At the previous meeting on 14 September, the Central Bank unexpectedly raised the rate by 25 basis points, thus completing the period of monetary easing. Its decision, the regulator explained the increase of inflationary risks. In addition, the Central Bank announced the termination of purchases of foreign currency carried out for the Ministry of Finance, before the end of this year.
The last time the Bank of Russia has lowered the rate in March, lowering it to 7.25%. After introduction of sanctions of the US Treasury in April and the resulting volatility in the securities market until September left the rate unchanged.
Pause before trouble
At the previous meeting, the Central Bank responded by raising rates on the destabilization of the currency market, which painfully took the markets and the public. Now the situation has somewhat improved, so the Central Bank has the opportunity to take a break, said General Director of “MC Sputnik — capital Management” Alexander Losev. With regard to internal factors, at the moment there is no regulator to worry about, agrees the analyst of Raiffeisenbank Denis Poryvai.
However, by the end of the year, the rate likely will have to raise, sure Forbes interviewed experts. The Russian market is expecting a difficult end of the year, so the Central Bank should be ready, if necessary, to intervene in the situation, says Alexander Losev. On the one hand, in December, as expected by the market, the Federal reserve system (FRS) the USA will again raise the interest rate and the Central Bank will not be able to ignore it.
“From the fed do not expect a rate hike in November, so the Central Bank has time until December to assess the situation for the Russian economy. However, with the fed rate hike the key rate will have to increase and the Bank of Russia”, — says Alexander Losev.
The regulator will try to maintain the differential between real rates in Russia and the United States at the current level. “In such conditions it is difficult to leave it unchanged,” — said Poryvai.
On the other hand, at the end of November will clear up the issue of sanctions against Russia. “At the end of November, regardless of who wins the elections in the U.S. Congress, will discuss the results of the law “On combating the enemies of America through sanctions”, which was signed on 2 August 2017. And will establish new measures. Therefore, the pressure may increase”, — says Alexander Losev.
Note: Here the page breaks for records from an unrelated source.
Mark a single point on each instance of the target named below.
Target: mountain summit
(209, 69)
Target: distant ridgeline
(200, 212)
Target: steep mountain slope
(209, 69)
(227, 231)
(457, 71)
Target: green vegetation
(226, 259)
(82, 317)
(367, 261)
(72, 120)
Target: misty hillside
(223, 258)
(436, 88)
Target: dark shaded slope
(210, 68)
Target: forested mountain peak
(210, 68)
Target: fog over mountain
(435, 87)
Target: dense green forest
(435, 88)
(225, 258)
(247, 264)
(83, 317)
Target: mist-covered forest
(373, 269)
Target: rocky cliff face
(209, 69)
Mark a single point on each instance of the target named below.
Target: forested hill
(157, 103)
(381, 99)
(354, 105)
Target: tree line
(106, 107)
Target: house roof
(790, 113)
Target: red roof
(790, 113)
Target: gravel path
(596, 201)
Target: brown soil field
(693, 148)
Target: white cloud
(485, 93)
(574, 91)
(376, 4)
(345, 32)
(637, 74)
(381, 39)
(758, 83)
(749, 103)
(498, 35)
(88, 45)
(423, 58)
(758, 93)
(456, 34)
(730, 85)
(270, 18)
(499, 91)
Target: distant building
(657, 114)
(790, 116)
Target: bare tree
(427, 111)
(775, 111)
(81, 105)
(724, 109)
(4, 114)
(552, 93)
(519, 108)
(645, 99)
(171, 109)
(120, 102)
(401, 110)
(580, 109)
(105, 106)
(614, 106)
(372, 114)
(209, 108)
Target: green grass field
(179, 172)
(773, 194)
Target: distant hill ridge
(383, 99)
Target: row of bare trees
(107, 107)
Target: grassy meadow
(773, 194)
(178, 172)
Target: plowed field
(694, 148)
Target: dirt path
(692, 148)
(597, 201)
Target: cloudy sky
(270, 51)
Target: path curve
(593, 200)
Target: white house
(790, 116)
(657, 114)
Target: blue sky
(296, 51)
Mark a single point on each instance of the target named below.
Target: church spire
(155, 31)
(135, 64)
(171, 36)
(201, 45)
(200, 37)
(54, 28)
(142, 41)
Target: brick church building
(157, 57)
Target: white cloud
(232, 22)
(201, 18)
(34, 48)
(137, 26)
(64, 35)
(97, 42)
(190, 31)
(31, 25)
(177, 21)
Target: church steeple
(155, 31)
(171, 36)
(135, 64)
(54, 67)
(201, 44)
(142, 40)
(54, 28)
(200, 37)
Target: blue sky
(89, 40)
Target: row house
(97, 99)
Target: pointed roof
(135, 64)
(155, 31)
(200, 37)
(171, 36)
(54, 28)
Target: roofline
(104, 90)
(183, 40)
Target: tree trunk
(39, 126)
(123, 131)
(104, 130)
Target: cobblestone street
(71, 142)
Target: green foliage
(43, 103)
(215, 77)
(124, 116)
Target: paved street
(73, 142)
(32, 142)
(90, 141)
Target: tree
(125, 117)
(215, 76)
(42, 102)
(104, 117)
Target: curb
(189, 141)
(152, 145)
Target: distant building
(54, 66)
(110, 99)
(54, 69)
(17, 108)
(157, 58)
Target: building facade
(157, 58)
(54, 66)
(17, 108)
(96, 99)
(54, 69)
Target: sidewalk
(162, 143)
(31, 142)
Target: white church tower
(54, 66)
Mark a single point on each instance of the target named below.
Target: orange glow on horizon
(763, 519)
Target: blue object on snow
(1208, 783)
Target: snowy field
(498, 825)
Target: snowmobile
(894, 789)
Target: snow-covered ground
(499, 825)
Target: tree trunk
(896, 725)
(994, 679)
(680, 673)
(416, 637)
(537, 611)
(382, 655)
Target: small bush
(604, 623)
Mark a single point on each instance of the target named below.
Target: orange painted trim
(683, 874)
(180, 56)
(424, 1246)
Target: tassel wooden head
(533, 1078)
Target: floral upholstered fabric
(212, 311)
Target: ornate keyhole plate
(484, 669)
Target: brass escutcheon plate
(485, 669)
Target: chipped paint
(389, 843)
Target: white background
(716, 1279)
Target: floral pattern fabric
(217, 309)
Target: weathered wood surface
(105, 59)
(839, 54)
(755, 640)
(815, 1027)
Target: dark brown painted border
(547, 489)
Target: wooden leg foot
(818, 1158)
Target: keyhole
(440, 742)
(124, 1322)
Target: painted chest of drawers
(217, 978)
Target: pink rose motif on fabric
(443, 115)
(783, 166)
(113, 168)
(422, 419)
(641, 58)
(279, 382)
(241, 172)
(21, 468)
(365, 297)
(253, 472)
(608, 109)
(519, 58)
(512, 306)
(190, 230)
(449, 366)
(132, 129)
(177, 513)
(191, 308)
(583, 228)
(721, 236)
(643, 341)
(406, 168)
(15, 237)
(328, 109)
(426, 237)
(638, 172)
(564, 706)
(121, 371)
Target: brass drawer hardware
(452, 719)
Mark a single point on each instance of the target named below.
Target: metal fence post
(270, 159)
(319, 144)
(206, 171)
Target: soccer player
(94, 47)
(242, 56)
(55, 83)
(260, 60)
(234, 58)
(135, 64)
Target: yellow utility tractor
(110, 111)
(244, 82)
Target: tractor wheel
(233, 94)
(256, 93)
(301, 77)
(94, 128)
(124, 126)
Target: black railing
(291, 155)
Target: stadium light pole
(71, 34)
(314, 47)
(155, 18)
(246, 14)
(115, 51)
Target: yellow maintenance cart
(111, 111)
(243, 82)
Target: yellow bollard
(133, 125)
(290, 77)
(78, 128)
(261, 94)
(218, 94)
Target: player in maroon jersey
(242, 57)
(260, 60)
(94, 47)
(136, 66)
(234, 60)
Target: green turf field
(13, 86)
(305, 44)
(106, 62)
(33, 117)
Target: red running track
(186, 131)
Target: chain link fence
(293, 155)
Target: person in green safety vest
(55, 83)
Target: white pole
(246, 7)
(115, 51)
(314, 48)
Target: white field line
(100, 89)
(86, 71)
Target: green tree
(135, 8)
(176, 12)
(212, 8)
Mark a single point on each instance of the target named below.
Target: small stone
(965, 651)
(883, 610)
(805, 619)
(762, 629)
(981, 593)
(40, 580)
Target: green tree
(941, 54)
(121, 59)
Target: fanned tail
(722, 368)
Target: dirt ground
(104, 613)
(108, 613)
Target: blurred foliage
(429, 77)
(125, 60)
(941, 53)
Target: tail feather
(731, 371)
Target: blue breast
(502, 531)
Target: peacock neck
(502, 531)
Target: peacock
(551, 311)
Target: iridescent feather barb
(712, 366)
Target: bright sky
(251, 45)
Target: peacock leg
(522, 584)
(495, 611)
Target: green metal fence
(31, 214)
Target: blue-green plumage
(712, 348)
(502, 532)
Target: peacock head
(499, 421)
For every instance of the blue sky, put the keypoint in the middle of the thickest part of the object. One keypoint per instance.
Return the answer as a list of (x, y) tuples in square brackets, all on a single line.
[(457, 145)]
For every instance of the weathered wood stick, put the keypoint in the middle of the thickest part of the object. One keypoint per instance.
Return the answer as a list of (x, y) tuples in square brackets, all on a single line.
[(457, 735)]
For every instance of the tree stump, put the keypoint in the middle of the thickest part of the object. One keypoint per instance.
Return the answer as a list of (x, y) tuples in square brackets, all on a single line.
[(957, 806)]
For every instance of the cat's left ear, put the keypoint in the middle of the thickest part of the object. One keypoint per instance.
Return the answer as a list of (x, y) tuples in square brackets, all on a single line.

If the US decides to impose restrictions on investments in Russian government debt, it will hurt the market, and the Central Bank will have to be tough, perhaps by raising rates more than expected, said Denis Poryvai. “At the moment, they could even pre-empt the situation and to improve it by the imposition of sanctions, it would also be logical,” — concludes the analyst.
Also, the Central Bank will certainly take into account the situation in the peripheral markets, where there are problems due to the increasing debt burden, reduction of dollar liquidity and the increase of the key rates, and the upward trend in inflation and inflation expectations by year-end, experts add. These concerns also militate in favour of a rate hike before the end of 2018.